To date, counterregulatory hormone and symptom responses to hypoglycaemia have not been directly compared between people with type 1 diabetes and those with insulin-treated type 2 diabetes vis-à-vis controls without diabetes. This is important since the comparison of the responses to hypoglycaemia between type 1 and type 2 diabetes across different studies is hampered by the highly different experimental protocols that are usually used to induce hypoglycaemia, including the nadir and duration of the hypoglycaemic phase [22]. Therefore, we aimed to compare hormonal and symptom responses to hypoglycaemia in people without diabetes and people with type 1 diabetes and insulin-treated type 2 diabetes, using a similar clamp protocol.

Materials and methods

Study design

This two-centre intervention study was performed as part of the Hypo-RESOLVE project [23]. The study was conducted at the Department of Endocrinology and Nephrology at Nordsjællands Hospital Hillerød, Denmark, and the Department of Internal Medicine at Radboud University Medical Centre, Nijmegen, The Netherlands. The study was approved by ethics committees in both countries (H-19005936 and NL67229.091.18) and performed according to the principles of the Declaration of Helsinki. The study was registered at clinicaltrials.gov with the number NCT03976271 and ran from August 2019 until March 2021.

Study population

We recruited people with type 1 diabetes, insulin-treated type 2 diabetes and two age- and sex-matched control groups without diabetes. People with diabetes were recruited through the diabetes outpatient clinics. We recruited the controls without diabetes using local newspapers and social media advertisements. The body mass index (BMI) varied between 19 and 40 kg/m2, age was 18–80 years and blood pressure < 140/90 mmHg. People with diabetes needed to be on a basal-bolus insulin regimen for at least one year and to have a duration of diabetes > 1 year.
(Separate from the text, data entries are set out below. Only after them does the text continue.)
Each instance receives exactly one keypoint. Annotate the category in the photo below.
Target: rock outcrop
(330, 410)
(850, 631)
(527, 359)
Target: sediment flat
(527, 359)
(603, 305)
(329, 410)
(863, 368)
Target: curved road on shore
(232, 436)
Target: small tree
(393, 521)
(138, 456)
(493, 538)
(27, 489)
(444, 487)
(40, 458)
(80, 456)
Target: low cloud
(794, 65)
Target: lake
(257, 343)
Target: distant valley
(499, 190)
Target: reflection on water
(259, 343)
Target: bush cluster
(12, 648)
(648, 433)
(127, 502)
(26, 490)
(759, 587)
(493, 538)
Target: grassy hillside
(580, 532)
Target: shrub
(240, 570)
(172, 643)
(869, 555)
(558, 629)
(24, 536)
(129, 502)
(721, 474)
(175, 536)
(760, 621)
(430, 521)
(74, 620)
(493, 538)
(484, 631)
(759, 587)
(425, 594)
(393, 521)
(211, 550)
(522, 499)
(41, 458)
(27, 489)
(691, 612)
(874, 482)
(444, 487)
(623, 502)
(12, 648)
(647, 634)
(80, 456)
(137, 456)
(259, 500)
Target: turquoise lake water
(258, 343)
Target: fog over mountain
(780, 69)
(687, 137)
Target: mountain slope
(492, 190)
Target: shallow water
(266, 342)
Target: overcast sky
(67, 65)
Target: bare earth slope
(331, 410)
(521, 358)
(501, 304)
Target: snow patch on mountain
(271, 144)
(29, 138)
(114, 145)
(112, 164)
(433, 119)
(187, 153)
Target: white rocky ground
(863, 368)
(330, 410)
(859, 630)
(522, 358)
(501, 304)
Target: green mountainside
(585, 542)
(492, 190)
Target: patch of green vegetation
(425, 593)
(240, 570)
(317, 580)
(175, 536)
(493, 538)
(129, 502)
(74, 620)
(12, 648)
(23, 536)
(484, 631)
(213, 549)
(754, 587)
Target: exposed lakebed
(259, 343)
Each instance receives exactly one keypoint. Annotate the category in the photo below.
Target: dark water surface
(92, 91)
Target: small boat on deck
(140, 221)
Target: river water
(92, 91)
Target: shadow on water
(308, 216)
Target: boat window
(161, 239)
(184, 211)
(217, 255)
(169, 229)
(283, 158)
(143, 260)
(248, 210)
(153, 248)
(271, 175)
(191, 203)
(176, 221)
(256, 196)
The main exclusion criteria were HbA1c above 100 mmol/mol (11.3%), use of anti-depressant drugs and severe medical or psychiatric disorders potentially interfering with the perception of hypoglycaemia, and a history of cardiovascular disease (e.g. myocardial infarction, stroke, heart failure or symptomatic peripheral arterial disease) in the past five years before the screening. Pregnancy, breastfeeding or taking no measures for birth control were exclusion criteria for women with child-bearing potential. Participants with diabetes completed Clarke, Gold and Pedersen-Bjergaard questionaries for assessment of awareness of hypoglycaemia [12, 14, 24]. A participant was classified as having IAH when results of at least two of the questionnaires was consistent with IAH. A complete list of inclusion and exclusion criteria and cut-offs for IAH, can be found in the ESM methods.

Study protocol

People with diabetes were provided with an open intermittently scanned Continuous Glucose Monitoring (isCGM) device (FreeStyle Libre 1®) to record glucose profiles and to avoid hypoglycaemia (< 3.0 mmol/L) 24 h before the experimental day. We rescheduled the experimental day in case of a hypoglycaemic event (< 3.0 mmol/L). We instructed participants on multiple daily injections (MDI) to reduce their basal insulin dose by 25% the night before the clamp and to omit their morning insulin dose. Participants using an insulin pump were asked to turn off the pump 1 h before arriving at the hospital. They were asked to abstain from caffeine-containing substances (e.g. coffee and tea), alcohol and tobacco for at least 24 h and from strenuous exercise 48 h before the clamp.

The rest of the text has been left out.